Seorang pria di Bekasi ditangkap oleh pihak kepolisian atas dugaan tindak pemerkosaan terhadap putri kandungnya sendiri yang masih di bawah umur. Kasus memilukan ini terungkap setelah korban memberanikan diri melapor, dan kini tengah dalam penyelidikan lebih lanjut oleh Satuan Reserse Kriminal Polres Metro Bekasi.
Insiden ini menjadi sorotan publik pada 26 July 2025, menyoroti kembali isu krusial mengenai perlindungan anak dari kekerasan seksual, terutama yang terjadi dalam lingkungan terdekat.
Kronologi Kejadian
Menurut keterangan awal dari pihak kepolisian, dugaan tindak pidana ini terjadi di kediaman mereka di wilayah Bekasi. Berdasarkan laporan korban, kejadian bermula saat tersangka, yang merupakan ayah kandung korban, menghampiri putrinya yang sedang tertidur lelap di kamarnya. Saat itulah, tindakan bejat yang tidak pantas tersebut diduga dilakukan oleh pelaku.
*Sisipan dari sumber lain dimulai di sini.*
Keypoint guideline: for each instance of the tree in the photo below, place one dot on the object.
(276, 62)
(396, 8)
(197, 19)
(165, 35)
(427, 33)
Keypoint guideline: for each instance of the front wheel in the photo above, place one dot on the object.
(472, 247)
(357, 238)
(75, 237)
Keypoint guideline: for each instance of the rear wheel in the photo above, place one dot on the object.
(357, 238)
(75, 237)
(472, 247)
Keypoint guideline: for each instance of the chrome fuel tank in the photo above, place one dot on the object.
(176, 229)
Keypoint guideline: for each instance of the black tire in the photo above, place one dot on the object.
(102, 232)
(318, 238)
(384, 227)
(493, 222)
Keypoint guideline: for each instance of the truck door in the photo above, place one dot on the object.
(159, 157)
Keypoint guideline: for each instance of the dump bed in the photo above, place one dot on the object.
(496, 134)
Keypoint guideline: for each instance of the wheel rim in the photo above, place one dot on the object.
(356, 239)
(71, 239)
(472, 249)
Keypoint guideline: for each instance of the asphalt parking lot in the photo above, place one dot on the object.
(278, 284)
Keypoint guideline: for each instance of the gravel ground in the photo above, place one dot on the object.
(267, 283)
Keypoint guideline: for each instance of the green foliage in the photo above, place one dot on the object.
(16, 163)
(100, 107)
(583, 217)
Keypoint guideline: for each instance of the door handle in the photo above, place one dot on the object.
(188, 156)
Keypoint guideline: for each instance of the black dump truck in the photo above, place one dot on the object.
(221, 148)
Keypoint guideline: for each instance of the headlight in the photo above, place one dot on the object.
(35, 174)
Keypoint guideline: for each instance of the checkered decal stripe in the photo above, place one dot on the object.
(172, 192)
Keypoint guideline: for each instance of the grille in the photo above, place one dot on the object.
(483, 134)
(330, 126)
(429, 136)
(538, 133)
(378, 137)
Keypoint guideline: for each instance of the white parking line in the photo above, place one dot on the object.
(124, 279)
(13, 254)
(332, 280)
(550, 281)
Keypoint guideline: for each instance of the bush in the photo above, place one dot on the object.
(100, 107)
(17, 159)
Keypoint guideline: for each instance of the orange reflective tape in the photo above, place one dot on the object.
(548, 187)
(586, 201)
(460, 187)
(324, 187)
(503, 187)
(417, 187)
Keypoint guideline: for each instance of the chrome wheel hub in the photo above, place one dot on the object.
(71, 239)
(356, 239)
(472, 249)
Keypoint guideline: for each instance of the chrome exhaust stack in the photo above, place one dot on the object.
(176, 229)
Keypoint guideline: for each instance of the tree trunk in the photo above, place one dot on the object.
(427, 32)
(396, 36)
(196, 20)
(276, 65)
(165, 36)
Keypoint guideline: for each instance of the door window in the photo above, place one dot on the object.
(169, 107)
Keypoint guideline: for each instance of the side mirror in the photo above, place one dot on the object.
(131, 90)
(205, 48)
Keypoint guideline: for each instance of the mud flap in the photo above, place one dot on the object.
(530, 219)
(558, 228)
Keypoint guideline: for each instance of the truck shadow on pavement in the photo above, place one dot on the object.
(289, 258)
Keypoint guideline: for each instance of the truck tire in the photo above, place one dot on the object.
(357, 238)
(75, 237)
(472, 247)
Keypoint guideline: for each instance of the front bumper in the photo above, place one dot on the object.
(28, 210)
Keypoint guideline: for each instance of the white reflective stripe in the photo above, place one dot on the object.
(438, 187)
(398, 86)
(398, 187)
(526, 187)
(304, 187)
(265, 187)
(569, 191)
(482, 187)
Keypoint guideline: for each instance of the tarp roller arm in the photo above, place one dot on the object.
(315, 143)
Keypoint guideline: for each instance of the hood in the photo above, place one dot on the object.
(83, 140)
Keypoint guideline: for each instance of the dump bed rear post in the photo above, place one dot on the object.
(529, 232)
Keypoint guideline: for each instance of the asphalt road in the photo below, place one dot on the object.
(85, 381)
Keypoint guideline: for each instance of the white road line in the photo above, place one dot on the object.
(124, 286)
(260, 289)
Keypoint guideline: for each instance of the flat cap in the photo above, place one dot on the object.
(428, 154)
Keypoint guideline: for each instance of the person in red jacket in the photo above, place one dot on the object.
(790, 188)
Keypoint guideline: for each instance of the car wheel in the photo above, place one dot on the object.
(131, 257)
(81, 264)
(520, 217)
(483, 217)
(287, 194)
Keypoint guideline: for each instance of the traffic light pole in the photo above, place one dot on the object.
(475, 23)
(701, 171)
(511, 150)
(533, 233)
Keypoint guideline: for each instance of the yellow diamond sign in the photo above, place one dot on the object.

Korban, yang masih sangat muda, mengalami trauma mendalam akibat peristiwa tersebut. Meskipun diliputi ketakutan, ia akhirnya memberanikan diri untuk menceritakan pengalaman pahitnya kepada anggota keluarga terdekat. Informasi ini kemudian diteruskan kepada pihak berwajib, yang dengan cepat menindaklanjuti laporan tersebut dengan melakukan penyelidikan awal dan mengumpulkan bukti-bukti yang relevan.
“Kami menerima laporan dari keluarga korban dan segera bergerak melakukan penyelidikan. Bukti permulaan yang cukup kuat mengarahkan kami untuk melakukan penahanan terhadap tersangka,” ujar salah satu perwira kepolisian yang menangani kasus ini, tanpa merinci identitas korban maupun tersangka demi kepentingan penyidikan dan perlindungan korban.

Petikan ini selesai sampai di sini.